At five the next afternoon he called at the musty old house in the West Forties and sent up his professional card.

    By daylight, in a secular shirtwaist and plain voile skirt, with her hair curbed and her Sister of Charity eyes, Winona Cherry might have been playing the part of Prudence Wise, the deacon's daughter, in the great (unwritten) New England drama not yet entitled anything.

    "I know your act, Mr. Hart," she said after she had looked over his card carefully. "What did you wish to see me about?"

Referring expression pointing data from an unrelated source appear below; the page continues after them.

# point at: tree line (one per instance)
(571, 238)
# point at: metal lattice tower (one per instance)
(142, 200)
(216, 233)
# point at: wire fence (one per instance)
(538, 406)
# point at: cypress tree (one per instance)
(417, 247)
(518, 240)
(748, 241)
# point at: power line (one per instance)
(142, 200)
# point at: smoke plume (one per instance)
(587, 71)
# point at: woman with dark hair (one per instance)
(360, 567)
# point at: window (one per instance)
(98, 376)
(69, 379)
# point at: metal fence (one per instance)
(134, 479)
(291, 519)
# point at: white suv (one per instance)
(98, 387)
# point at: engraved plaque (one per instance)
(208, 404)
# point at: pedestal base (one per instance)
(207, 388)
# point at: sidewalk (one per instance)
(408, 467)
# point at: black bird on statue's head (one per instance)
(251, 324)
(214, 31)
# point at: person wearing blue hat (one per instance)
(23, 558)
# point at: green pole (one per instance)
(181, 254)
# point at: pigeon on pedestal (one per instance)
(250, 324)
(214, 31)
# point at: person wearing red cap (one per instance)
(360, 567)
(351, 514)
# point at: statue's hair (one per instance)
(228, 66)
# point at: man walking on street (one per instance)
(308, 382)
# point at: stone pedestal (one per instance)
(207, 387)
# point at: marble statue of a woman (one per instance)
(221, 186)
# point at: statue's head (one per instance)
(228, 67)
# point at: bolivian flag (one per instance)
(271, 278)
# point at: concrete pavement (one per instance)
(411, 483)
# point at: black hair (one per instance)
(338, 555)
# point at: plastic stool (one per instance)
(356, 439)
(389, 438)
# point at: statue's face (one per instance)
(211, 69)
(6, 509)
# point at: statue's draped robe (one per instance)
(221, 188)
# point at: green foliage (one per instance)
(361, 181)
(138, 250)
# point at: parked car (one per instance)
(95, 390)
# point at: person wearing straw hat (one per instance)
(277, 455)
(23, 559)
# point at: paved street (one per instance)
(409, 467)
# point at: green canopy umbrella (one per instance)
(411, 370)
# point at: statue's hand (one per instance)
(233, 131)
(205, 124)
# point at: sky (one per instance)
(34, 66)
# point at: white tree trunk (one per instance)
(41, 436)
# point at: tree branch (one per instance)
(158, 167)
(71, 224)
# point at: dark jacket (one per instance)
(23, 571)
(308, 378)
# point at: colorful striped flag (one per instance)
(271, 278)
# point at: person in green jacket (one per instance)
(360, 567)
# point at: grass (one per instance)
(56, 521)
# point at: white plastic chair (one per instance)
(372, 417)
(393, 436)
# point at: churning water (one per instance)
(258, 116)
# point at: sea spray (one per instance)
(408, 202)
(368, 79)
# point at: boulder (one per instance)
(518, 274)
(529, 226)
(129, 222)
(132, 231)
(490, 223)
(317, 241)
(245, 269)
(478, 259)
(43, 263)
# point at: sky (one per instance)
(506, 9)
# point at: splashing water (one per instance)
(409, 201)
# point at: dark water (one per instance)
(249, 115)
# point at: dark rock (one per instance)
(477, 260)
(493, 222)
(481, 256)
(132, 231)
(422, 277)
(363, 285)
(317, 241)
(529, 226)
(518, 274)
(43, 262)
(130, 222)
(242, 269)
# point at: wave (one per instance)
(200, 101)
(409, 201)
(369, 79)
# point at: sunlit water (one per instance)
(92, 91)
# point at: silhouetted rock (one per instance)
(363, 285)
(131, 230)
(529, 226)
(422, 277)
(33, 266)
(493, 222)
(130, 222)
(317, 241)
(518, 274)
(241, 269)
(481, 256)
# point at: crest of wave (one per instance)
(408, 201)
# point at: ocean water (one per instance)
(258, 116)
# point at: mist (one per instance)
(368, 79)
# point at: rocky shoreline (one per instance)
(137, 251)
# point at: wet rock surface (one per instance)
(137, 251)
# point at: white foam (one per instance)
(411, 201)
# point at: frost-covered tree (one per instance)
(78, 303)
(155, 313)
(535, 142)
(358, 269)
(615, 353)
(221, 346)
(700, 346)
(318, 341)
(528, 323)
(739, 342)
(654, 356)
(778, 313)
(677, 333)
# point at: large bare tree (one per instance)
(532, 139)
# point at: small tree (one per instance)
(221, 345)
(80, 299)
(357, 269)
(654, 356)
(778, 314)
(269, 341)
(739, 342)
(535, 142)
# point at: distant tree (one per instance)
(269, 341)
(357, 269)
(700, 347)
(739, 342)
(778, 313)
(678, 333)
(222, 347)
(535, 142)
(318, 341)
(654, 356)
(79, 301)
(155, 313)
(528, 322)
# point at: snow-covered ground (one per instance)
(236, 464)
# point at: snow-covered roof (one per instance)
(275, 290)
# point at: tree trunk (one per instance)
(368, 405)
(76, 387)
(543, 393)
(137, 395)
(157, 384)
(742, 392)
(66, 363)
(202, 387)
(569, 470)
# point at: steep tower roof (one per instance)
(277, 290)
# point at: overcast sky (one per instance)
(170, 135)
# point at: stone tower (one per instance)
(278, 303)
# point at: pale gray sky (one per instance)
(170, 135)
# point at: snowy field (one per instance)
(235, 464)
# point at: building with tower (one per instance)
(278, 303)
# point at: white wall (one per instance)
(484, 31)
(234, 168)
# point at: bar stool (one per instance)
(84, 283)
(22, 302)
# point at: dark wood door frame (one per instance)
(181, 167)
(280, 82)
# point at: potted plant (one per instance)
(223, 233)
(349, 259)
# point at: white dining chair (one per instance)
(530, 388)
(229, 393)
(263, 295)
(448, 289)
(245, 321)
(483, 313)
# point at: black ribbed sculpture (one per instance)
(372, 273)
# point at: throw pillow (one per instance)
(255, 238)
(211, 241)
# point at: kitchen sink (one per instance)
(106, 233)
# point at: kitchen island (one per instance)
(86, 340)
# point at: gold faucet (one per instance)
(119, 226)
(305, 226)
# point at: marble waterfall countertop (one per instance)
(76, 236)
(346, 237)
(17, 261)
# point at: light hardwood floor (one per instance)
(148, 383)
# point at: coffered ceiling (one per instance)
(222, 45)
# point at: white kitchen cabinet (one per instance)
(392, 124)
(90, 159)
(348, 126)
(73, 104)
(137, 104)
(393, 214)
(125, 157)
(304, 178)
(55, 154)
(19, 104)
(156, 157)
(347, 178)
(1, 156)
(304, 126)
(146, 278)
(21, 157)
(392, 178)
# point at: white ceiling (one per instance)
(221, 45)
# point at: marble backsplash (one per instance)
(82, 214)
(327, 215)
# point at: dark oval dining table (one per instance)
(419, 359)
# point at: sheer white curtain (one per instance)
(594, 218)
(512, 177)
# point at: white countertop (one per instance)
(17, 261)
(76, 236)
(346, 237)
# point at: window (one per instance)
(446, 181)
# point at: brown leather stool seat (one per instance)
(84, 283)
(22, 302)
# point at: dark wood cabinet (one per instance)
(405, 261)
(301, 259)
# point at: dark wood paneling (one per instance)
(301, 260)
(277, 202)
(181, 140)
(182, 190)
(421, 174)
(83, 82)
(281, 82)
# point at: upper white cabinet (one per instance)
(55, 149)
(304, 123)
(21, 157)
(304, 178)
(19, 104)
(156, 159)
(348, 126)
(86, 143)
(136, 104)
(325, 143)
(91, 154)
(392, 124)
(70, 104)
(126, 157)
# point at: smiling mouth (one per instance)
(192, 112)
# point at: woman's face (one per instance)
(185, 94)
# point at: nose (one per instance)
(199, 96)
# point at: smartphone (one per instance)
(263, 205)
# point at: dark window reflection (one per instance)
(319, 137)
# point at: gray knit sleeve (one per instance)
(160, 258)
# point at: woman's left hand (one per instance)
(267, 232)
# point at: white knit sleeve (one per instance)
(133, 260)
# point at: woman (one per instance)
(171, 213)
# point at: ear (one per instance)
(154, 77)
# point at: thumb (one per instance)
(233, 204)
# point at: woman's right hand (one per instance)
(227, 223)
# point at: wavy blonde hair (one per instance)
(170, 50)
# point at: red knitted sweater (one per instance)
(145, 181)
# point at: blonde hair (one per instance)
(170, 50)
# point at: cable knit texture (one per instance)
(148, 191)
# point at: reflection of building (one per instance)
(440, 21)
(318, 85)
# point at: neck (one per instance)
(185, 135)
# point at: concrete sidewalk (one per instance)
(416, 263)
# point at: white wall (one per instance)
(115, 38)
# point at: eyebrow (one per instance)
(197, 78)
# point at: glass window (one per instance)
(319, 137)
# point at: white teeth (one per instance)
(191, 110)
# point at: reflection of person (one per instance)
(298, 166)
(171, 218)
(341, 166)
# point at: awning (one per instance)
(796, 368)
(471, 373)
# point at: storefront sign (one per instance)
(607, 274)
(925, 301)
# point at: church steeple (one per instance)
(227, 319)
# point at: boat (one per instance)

    "I saw you work last night," said Hart. "I've written a sketch that I've been saving up. It's for two; and I think you can do the other part. I thought I'd see you about it."

    "Come in the parlor," said Miss Cherry. "I've been wishing for something of the sort. I think I'd like to act instead of doing turns."

    Bob Hart drew his cherished "Mice Will Play" from his pocket, and read it to her.

    "Read it again, please," said Miss Cherry.

    And then she pointed out to him clearly how it could be improved by introducing a messenger instead of a telephone call, and cutting the dialogue just before the climax while they were struggling with the pistol, and by completely changing the lines and business of Helen Grimes at the point where her jealousy overcomes her. Hart yielded to all her strictures without argument. She had at once put her finger on the sketch's weaker points. That was her woman's intuition that he had lacked. At the end of their talk Hart was willing to stake the judgment, experience, and savings of his four years of vaudeville that "Mice Will Play" would blossom into a perennial flower in the garden of the circuits. Miss Cherry was slower to decide.